AN API FOR AUTHOR NAME DISAMBIGUATION
Open Access
- Author:
- Dudhbhate, Gauravi Uday
- Graduate Program:
- Computer Science and Engineering
- Degree:
- Master of Science
- Document Type:
- Master Thesis
- Date of Defense:
- June 26, 2017
- Committee Members:
- Dr. Lee Giles, Thesis Advisor/Co-Advisor
- Keywords:
- API
Disambiguation
Author Name Disambiguation
Machine Learning
Web service information extraction
scholarly big data
Web service
information extraction
Web Service
Information Extraction
Random Forest
Clustering - Abstract:
- In digital libraries, there are ambiguities present in an author’s name primarily when one name can have multiple variations, when multiple authors can share the same name and when the ambiguity exists due to incorrect input of data or due to incorrect extraction by automated software.

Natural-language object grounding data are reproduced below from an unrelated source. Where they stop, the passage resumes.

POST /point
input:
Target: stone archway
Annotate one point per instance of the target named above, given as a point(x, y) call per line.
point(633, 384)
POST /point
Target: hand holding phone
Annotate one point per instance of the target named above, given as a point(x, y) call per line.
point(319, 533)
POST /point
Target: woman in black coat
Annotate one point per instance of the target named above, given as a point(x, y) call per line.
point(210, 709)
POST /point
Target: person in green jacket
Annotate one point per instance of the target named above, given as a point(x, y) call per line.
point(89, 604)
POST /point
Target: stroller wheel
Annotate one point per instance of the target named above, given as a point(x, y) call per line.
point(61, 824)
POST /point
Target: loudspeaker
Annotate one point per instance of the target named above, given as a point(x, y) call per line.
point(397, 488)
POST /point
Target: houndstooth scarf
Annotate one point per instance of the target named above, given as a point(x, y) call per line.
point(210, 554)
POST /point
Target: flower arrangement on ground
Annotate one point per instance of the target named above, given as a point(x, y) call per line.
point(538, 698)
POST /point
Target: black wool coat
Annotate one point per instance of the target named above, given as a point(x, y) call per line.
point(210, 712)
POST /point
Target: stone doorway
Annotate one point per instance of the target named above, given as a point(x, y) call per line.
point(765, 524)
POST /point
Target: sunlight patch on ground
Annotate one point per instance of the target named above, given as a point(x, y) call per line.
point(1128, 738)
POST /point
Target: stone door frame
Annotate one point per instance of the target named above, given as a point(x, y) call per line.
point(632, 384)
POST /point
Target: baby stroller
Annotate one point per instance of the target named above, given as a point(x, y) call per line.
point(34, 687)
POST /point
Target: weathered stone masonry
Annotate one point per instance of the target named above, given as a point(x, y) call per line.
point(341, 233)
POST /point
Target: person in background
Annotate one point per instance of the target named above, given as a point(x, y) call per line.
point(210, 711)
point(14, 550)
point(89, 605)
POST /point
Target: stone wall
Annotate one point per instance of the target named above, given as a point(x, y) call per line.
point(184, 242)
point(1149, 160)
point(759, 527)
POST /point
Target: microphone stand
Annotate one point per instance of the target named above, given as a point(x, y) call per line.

Especially, in digital libraries, when this problem for author name ambiguity is persistent, it can be inconvenient for users. Authors would then be required to manually sort through the serach result for a scholarly document or an article written by a particular author, in the absence of author name disambiguation techniques. With great amount of research underway for author name disambiguation, where techniques are achieving almost 90-95 percent accuracy in displaying the accurate articles written by a particular author, the querying latency and the return of results, of such algorithms is slow. Further although such algorithms exist there are very few, if any, end-to-end services that provide a web accessible platform to submit a query and obtain the disambiguated articles with simply the click of a button. In this thesis, we propose a hierarchical approach to attain a faster querying latency while maintaining the sameaccuracy of 90-95 percent. We further propose an end-to-end service that provides an API to achieve ease in use of the algorithm and user satisfaction. We show that our hierarchical method outperforms the most accurate random forest approach. Finally, we also provide a comparitive analysis of the query latency and the classification accuracy of the two methods.